The group was given some pointers on the importance of using persuasion — whether negotiating with buyers, keeping membership strong or resolving interpersonal conflicts — by Dave Westerholm, a negotiating consultant with Universal Solvent in Pacific Palisades, Calif.

Westerholm sent participants home with a video on “The Pear Growers' Dilemma, What Happens When a Bargaining Association Collapses,” a documentary about negotiation that all but gutted the California Pear Growers Association for want of membership.

Strength in numbers    

With help from the Prune Bargaining Association and the U.S. Department of Agriculture, the video was developed as a tool of persuasion to strengthen the hand of cooperatives and bargaining associations. It’s a cautionary tale of how the bargaining power of growers can be weakened if they lack unity and don’t use the powers given them by the federal Capper-Volstead Act.

Westerholm calls his approach “low-key, high yield persuasion” and has conducted workshops with the Allied’s staff and its board of directors. After the Fresno presentation, he did a workshop for the Tulare County Farm Bureau.

DiBuduo said a winery representative urged him to seek out advice from Westerholm, and at the annual meeting DiBuduo urged other winery representatives to do likewise.

Westerholm recommends moving away from responses that can include “anger and sulking” in confrontational situations and said alternatives to those “default positions’ are more likely “to be efficient in drawing someone to the conclusion you wish.”

Remaining calm is a key, he said. “Emotions are strategic, but badly so.”

The “Pear Growers’ Dilemma” is a centerpiece for illustrating what can happen in the absence of association members failing to recognize strength in numbers and bargaining power that can bring.

The California Pear Growers Association, which has since regrouped, dissolved after splintering within its membership when Signature Fruit sent letters urging members to leave the association and enter into five-year contracts.

In the documentary, former association manager Terry Barton said “fear” was at the root of the group’s dissolution. Members and others feared they would not find a home for their pears if they did not give in to five-year contracts at a stipulated price.

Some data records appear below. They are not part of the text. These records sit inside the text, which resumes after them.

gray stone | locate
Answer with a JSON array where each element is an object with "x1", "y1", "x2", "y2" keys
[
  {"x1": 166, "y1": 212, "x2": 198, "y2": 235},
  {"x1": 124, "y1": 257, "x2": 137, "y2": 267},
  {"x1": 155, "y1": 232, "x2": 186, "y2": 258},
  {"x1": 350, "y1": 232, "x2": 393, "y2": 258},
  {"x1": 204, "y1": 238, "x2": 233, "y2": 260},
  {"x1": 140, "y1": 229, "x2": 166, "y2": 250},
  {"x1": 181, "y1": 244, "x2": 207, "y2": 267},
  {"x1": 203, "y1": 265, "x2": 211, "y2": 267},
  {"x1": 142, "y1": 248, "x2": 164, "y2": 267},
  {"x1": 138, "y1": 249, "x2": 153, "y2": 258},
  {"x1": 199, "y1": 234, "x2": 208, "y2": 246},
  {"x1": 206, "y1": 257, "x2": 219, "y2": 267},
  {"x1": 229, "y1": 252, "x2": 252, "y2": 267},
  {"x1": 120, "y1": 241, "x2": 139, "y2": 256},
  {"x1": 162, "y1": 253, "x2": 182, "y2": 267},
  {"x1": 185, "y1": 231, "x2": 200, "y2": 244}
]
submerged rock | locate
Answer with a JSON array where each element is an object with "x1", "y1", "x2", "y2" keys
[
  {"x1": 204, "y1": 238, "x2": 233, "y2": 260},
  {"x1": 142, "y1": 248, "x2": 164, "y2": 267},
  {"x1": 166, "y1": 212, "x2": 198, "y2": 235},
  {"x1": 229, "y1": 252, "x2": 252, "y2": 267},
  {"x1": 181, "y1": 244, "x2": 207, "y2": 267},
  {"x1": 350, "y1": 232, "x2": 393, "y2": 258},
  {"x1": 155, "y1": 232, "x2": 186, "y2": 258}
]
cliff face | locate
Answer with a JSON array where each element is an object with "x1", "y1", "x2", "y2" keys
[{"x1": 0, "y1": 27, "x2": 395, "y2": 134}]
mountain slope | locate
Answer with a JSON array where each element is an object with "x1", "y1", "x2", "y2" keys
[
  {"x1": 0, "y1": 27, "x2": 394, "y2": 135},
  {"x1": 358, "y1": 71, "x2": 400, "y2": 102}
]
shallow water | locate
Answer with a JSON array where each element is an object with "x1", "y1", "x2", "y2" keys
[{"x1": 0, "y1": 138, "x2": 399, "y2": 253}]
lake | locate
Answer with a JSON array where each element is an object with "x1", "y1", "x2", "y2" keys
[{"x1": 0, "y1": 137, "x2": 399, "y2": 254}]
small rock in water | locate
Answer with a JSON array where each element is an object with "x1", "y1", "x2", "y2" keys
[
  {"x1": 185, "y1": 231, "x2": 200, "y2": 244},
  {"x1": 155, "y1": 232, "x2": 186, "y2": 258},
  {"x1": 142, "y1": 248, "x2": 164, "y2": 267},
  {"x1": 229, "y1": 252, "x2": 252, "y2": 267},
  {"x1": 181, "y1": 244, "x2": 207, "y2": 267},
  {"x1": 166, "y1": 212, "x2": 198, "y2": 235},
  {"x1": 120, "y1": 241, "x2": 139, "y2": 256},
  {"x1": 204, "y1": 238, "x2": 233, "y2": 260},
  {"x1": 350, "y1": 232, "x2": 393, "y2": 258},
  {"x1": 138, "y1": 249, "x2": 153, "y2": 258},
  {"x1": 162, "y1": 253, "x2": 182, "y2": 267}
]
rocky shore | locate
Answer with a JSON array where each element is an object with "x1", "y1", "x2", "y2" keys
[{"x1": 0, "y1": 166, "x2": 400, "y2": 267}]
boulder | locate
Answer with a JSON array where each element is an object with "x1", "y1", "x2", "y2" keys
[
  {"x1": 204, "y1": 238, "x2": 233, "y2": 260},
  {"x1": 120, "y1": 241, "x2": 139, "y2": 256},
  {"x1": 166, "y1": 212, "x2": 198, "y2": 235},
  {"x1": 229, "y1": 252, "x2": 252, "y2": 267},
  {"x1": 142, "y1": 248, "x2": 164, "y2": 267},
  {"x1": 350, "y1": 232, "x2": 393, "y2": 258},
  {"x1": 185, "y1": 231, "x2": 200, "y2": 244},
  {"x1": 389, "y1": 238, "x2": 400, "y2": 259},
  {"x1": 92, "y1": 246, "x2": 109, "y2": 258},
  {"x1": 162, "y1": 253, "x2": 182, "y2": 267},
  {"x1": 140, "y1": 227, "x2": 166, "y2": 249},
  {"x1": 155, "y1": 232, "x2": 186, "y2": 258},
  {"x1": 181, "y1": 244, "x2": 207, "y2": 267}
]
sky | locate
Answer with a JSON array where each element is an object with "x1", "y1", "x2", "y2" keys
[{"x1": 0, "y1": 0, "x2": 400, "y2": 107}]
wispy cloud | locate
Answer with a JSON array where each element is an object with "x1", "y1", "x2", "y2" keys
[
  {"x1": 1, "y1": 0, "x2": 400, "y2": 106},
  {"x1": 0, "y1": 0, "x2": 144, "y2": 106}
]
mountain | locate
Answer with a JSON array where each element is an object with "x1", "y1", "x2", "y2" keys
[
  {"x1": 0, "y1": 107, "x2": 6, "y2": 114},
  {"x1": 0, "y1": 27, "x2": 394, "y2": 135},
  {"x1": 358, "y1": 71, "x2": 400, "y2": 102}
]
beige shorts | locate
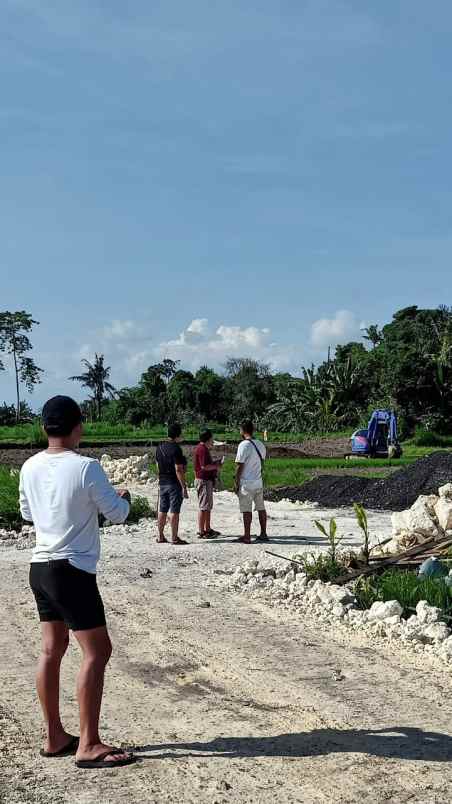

In the film, Rich Sexton, an agriculture economist with the UC Davis, said the awareness and exercise of Capper-Volstead rights is an important part of maintaining “a robust, competitive marketplace.”

Westerholm joked that his instruction of Allied directors and others amounted to “charm school for the charmless.”

In fact, “charm, persistence, listening and patience” are among qualities he favors for persuasion. He also favors asking questions rather than “lecturing.”

Anticipating a confrontation is important, Westerholm said, citing an example of a husband-wife conflict.

With bargaining associations, he said, there can be some resentment about so-called “free riders,” non-members who may benefit from pricing set by the associations.

“But most non-members are gettable,” he said. “They’re not non-joiners; they’re in churches and other organizations. They have to be asked in the right way.”

Sometimes hard feelings linger, Westerholm said, and can be resurrected as a reason not to join an association. He cited the statement: “Somebody on the board got my grandfather angry back in ’64.”

An argument against that, as DiBuduo volunteered: “That was then and this is now.”

Westerholm said it can also be argued that “if this is in your business interest that outweighs what happened 50 years ago.”

Then there’s the non-member objection that he or she objects to a certain action the association has taken. Westerholm gave the example of objections to the Tulare County Farm Bureau’s support of Dianne Feinstein for the U.S. Senate.

“It may be strategically smart, but that’s a time to go to the other stuff the Farm Bureau is doing — say I can’t make you happy on that one,” he said. “Any group with more than one member is going to find something objectionable. But let the person keep the prejudice.”